I’m having a hard time figuring out why this works:
using Zygote
W, b = rand(2, 3), rand(2)
predict(x) = W*x .+ b
g = gradient(() -> sum(predict([1,2,3])), Params([W, b]))
g[W], g[b]
but this doesn’t:
using Zygote
a = 2
x = 2
f(x) = x^a
gp = gradient(() -> f(x), Params(a))
gp[a]
I get the error:
ERROR: Only reference types can be differentiated with `Params`.
Can anyone help?
I think I figured it out. Everything has to be an array except the output of the function. So this now works:
using Zygote
a = [2]
x = [2]
f(x) = x.^a[1]
gp = gradient(() -> sum(f(x)), Params([a]))
gp[a]
Your second code works, but using arrays is quite a drag on performance:
# Integer version
julia> @btime $(Ref(2))[]^$(Ref(2))[]
3.369 ns (0 allocations: 0 bytes)
4
# Array version
julia> @btime [2].^[2][1];
82.958 ns (3 allocations: 288 bytes)
The easiest way to get what you want is obviously gradient(a->2^a, 2)

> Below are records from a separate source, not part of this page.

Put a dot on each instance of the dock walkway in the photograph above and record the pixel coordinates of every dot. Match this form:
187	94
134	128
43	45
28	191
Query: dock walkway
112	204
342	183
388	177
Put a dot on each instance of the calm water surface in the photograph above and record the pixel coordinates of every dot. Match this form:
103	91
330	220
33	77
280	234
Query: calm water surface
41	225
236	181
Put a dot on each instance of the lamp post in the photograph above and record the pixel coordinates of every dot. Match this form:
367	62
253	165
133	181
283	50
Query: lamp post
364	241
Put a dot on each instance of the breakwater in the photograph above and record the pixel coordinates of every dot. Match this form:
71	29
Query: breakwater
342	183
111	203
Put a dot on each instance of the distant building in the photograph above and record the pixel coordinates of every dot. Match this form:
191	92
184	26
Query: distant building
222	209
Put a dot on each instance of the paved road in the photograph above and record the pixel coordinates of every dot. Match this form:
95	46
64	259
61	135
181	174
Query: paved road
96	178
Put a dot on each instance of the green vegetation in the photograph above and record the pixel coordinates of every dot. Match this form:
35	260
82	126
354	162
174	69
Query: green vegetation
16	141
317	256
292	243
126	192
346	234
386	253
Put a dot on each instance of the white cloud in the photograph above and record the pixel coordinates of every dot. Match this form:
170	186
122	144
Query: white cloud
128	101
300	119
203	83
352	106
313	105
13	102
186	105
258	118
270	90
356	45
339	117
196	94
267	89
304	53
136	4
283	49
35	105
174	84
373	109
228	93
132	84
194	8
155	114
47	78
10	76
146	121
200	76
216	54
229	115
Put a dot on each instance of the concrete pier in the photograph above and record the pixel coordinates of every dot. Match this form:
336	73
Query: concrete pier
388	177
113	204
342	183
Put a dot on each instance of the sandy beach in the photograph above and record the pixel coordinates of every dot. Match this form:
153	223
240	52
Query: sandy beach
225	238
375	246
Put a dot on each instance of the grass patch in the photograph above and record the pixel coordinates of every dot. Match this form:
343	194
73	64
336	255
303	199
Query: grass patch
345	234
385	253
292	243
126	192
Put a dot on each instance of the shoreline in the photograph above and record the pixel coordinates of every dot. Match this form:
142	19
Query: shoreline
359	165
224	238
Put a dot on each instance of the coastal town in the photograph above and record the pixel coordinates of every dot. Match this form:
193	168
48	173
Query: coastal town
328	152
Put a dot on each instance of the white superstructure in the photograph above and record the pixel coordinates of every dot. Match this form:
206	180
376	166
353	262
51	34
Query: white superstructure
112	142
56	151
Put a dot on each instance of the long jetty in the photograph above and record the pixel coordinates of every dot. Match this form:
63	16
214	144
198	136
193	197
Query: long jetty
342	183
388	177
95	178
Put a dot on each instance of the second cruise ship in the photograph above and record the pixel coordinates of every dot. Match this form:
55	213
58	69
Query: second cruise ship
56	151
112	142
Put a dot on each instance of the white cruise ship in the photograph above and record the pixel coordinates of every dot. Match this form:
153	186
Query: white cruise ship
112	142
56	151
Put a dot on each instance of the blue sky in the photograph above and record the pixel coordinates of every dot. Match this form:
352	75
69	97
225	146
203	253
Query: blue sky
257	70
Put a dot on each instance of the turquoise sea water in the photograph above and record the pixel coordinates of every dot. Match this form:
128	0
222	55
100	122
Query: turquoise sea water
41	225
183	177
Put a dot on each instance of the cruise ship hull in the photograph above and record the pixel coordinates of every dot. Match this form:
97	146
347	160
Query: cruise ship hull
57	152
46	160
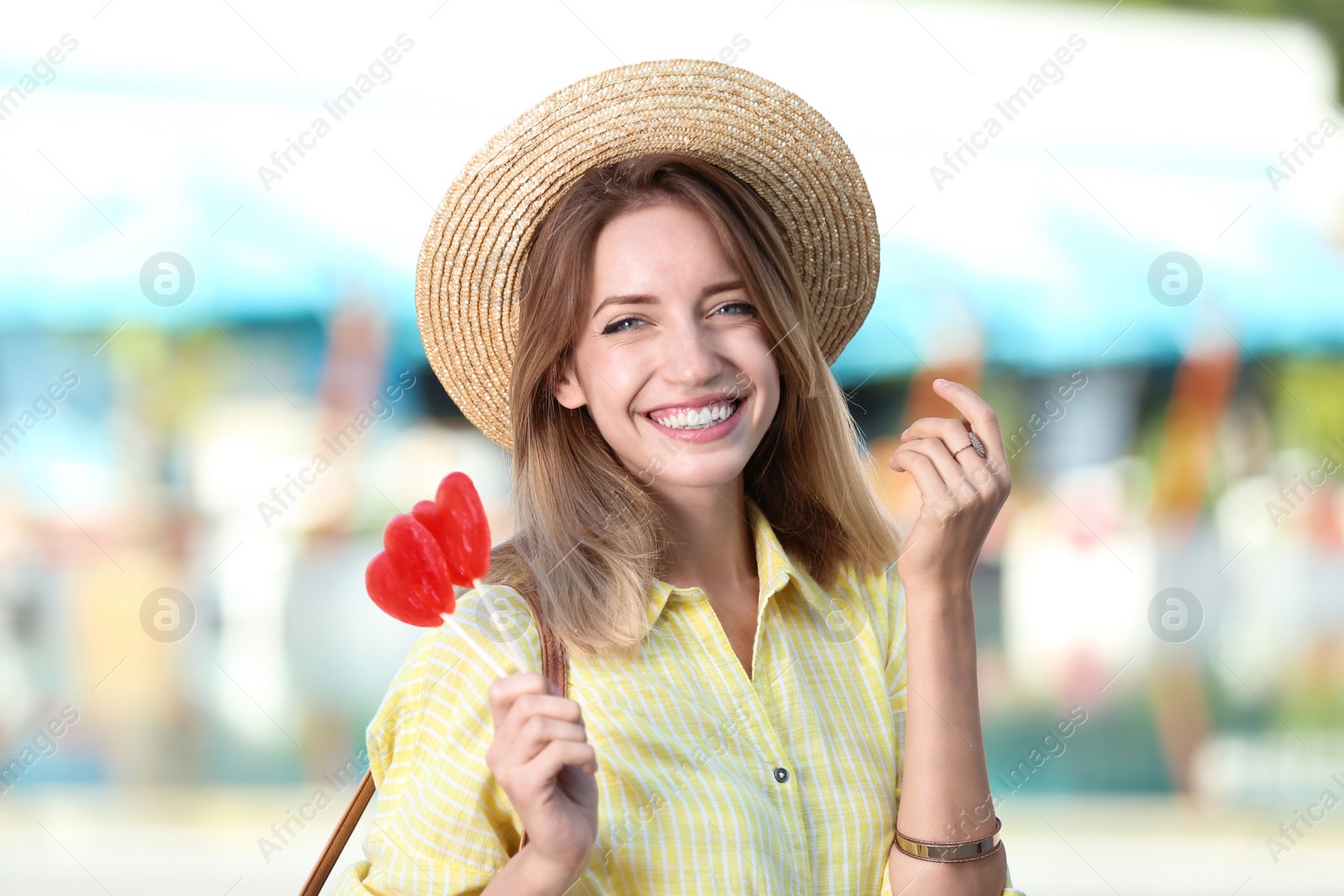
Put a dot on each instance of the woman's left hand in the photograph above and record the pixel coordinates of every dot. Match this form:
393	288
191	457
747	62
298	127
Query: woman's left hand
961	492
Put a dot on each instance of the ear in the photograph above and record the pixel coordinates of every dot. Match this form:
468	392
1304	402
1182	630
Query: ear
568	390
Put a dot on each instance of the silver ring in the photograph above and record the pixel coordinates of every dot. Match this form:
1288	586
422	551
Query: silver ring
974	443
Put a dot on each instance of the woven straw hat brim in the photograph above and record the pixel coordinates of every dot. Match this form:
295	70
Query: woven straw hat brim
470	264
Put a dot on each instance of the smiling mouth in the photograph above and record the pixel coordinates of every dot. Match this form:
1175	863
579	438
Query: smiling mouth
699	419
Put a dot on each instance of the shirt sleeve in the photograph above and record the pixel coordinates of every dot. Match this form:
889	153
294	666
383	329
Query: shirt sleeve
894	597
441	824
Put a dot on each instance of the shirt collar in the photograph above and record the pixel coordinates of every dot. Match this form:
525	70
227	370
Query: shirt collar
774	569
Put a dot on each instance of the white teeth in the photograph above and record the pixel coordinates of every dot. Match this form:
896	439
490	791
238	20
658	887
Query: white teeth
702	418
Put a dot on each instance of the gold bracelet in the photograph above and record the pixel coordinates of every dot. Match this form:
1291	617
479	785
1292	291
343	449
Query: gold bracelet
941	852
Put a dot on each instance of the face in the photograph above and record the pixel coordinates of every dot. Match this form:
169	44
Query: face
672	358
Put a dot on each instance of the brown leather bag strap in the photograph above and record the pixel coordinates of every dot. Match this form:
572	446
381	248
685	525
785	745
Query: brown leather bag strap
554	664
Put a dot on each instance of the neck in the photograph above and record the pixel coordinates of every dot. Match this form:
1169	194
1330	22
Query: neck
710	539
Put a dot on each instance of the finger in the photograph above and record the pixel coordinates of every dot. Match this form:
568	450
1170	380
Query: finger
921	468
539	731
983	418
557	755
952	432
953	474
523	685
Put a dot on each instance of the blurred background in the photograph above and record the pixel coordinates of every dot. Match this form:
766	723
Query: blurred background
1121	223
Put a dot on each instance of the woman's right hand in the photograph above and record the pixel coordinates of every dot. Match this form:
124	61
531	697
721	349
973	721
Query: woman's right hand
542	759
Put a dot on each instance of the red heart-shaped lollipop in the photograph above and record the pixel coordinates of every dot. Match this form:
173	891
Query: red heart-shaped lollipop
438	544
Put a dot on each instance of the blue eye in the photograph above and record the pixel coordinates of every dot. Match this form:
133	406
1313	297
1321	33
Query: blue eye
615	327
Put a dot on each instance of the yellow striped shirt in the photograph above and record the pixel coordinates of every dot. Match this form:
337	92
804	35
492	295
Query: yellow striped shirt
786	782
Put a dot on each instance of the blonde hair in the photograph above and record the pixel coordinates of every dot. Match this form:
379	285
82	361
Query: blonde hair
589	535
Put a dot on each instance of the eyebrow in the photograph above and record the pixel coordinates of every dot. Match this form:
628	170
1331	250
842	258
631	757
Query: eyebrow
644	298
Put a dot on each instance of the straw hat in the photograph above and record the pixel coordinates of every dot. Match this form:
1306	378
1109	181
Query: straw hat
474	253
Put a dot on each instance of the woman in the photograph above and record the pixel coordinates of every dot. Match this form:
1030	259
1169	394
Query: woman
696	523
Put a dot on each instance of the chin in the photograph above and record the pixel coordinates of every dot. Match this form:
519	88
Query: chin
698	474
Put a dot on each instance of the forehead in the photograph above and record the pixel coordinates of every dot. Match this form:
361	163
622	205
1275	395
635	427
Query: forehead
667	242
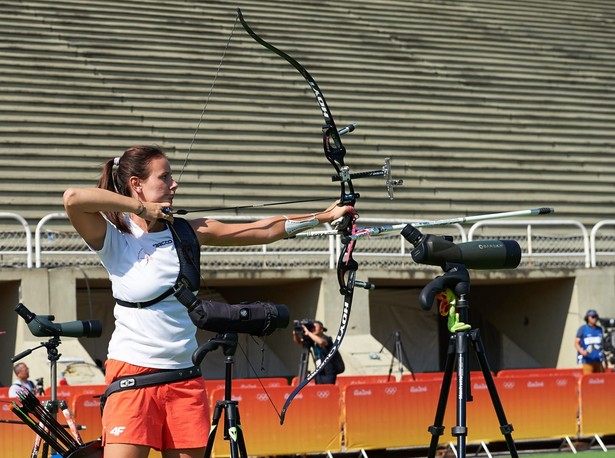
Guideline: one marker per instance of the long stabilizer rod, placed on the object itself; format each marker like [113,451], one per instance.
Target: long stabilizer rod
[379,230]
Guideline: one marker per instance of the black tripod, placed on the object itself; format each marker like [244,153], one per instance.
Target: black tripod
[400,355]
[50,431]
[232,424]
[456,278]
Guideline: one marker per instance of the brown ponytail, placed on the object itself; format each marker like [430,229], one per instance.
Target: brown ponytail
[116,173]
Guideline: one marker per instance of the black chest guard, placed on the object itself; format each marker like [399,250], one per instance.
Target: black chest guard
[189,278]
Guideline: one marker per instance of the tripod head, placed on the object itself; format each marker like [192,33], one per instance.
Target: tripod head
[456,278]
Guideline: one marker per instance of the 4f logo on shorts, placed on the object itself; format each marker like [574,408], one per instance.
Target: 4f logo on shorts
[117,430]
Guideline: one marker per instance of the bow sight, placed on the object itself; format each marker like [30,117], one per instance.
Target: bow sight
[385,172]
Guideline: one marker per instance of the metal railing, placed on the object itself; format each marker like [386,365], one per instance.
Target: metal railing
[552,243]
[546,246]
[14,245]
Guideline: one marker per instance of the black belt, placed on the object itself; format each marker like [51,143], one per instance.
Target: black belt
[181,292]
[131,382]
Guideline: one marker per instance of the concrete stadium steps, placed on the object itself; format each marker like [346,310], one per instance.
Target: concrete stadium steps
[482,106]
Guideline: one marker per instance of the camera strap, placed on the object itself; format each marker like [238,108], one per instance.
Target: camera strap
[131,382]
[189,278]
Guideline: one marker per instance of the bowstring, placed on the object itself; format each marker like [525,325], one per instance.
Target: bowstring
[257,377]
[211,89]
[206,104]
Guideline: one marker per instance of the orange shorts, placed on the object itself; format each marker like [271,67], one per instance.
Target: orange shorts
[170,416]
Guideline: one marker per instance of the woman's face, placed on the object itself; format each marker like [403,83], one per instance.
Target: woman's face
[160,185]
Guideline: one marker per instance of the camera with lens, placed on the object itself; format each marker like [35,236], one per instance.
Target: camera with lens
[298,327]
[40,390]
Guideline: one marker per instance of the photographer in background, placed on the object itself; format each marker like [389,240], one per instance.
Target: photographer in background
[22,383]
[313,334]
[588,343]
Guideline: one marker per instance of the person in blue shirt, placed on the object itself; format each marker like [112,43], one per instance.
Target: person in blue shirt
[589,344]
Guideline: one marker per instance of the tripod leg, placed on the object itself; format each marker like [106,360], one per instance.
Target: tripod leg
[437,429]
[233,430]
[505,427]
[214,427]
[460,431]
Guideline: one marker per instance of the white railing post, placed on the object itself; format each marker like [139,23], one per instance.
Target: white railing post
[26,228]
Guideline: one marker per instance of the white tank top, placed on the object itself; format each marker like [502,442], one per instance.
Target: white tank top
[141,267]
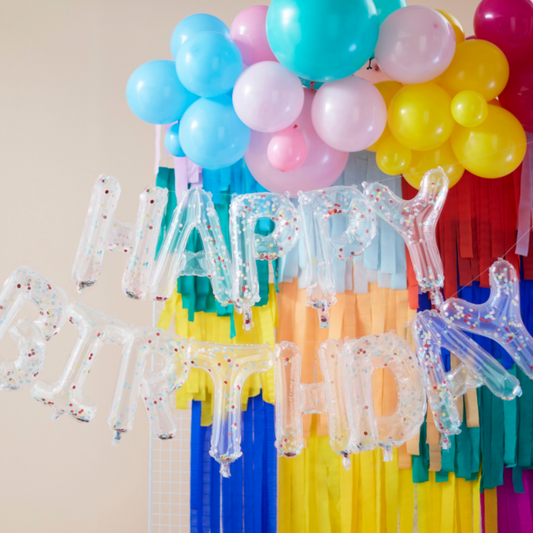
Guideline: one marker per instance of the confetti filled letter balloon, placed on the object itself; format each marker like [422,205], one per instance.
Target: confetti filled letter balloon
[494,148]
[248,32]
[316,208]
[195,210]
[229,367]
[419,116]
[27,285]
[477,66]
[267,97]
[416,44]
[287,375]
[349,114]
[156,95]
[102,232]
[66,395]
[431,333]
[322,41]
[153,386]
[361,358]
[247,246]
[498,318]
[415,220]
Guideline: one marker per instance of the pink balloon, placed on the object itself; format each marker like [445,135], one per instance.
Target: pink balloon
[286,150]
[416,44]
[322,167]
[267,97]
[373,75]
[349,114]
[248,32]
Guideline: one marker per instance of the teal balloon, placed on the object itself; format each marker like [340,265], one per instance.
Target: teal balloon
[322,40]
[385,7]
[156,95]
[192,25]
[172,141]
[211,133]
[208,64]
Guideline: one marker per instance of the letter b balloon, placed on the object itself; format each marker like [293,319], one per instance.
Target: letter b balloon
[322,41]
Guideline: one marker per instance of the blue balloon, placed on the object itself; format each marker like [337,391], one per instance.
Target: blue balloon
[208,64]
[322,40]
[385,7]
[172,141]
[192,25]
[155,93]
[212,135]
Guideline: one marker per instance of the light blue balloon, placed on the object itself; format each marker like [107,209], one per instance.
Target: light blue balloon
[385,7]
[192,25]
[322,40]
[208,64]
[172,141]
[156,95]
[211,133]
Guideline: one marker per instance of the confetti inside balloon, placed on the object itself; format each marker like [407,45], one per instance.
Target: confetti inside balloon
[416,220]
[316,209]
[247,246]
[498,318]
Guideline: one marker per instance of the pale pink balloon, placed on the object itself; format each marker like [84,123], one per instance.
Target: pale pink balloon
[248,32]
[349,114]
[322,167]
[286,150]
[267,97]
[416,44]
[373,75]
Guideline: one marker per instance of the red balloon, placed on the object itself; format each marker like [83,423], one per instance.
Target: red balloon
[517,97]
[509,25]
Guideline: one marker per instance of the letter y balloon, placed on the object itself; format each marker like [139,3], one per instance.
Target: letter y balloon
[416,220]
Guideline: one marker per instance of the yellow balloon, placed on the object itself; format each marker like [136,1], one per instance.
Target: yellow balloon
[455,24]
[392,157]
[419,116]
[493,149]
[477,66]
[387,89]
[469,109]
[422,162]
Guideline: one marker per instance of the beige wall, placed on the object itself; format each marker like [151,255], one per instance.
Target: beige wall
[64,120]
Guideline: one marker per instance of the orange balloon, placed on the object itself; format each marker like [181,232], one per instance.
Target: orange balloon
[387,89]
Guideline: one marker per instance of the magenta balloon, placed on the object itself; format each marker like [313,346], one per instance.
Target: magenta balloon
[286,150]
[416,44]
[509,25]
[267,97]
[517,97]
[248,32]
[349,114]
[323,164]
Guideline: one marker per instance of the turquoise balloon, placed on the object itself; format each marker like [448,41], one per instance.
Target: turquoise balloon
[385,7]
[322,40]
[156,95]
[211,133]
[193,24]
[208,64]
[172,141]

, but I am assuming there are other considerations which lead you to the approach you proposed above. We might be able to help further if you share more details.
Thanks for offering. This is what I am trying to accomplish:
I have a function that I would normally write as
F(L1, L2; a1=1,a2=1) = a1*(L1^a2 + L2^a2)^(1/a2)
a1
and a2
are parameters. I’m trying to get the derivatives with respect to a1
and a2
. I could write it using arrays:
F(L; a=ones(1,2)) = a[1]*(L[1]^a[2] + L[2]^a[2])^(1/a[2])
I was trying to find out why the following does not output an answer:
grads = gradient(() -> F(L), Params([a]))
grads[a]
Edit: Let me provide a little more context. Consider L
as “data”, and a
as parameters to be estimated later. The derivatives with respect to L
have theoretical importance. The derivatives with respect to a
are to be used in an optimization procedure later.
gradient((a1,a2)->F(L1,L2; a1=a1,a2=a2), a1,a2)
should do the trick, no?
That works. Then I’m unsure when it is necessary to employ Params
. Could you explain a little about that?
I’m no expert, but I would say the main occasion when Params
comes in handy is if the function to differentiate consists of many nested, parametrised functions (e.g. a deep neural network). In this case, it can be annoying to explicitly pass the parameters through the callstack, and Params
provides a means to avoid that. However, note that the Zygote documentation lists at least two other ways to achieve this and actually recommend against using Params
:
However, implicit parameters exist mainly for compatibility with Flux’s current AD; it’s recommended to use the other approaches unless you need this.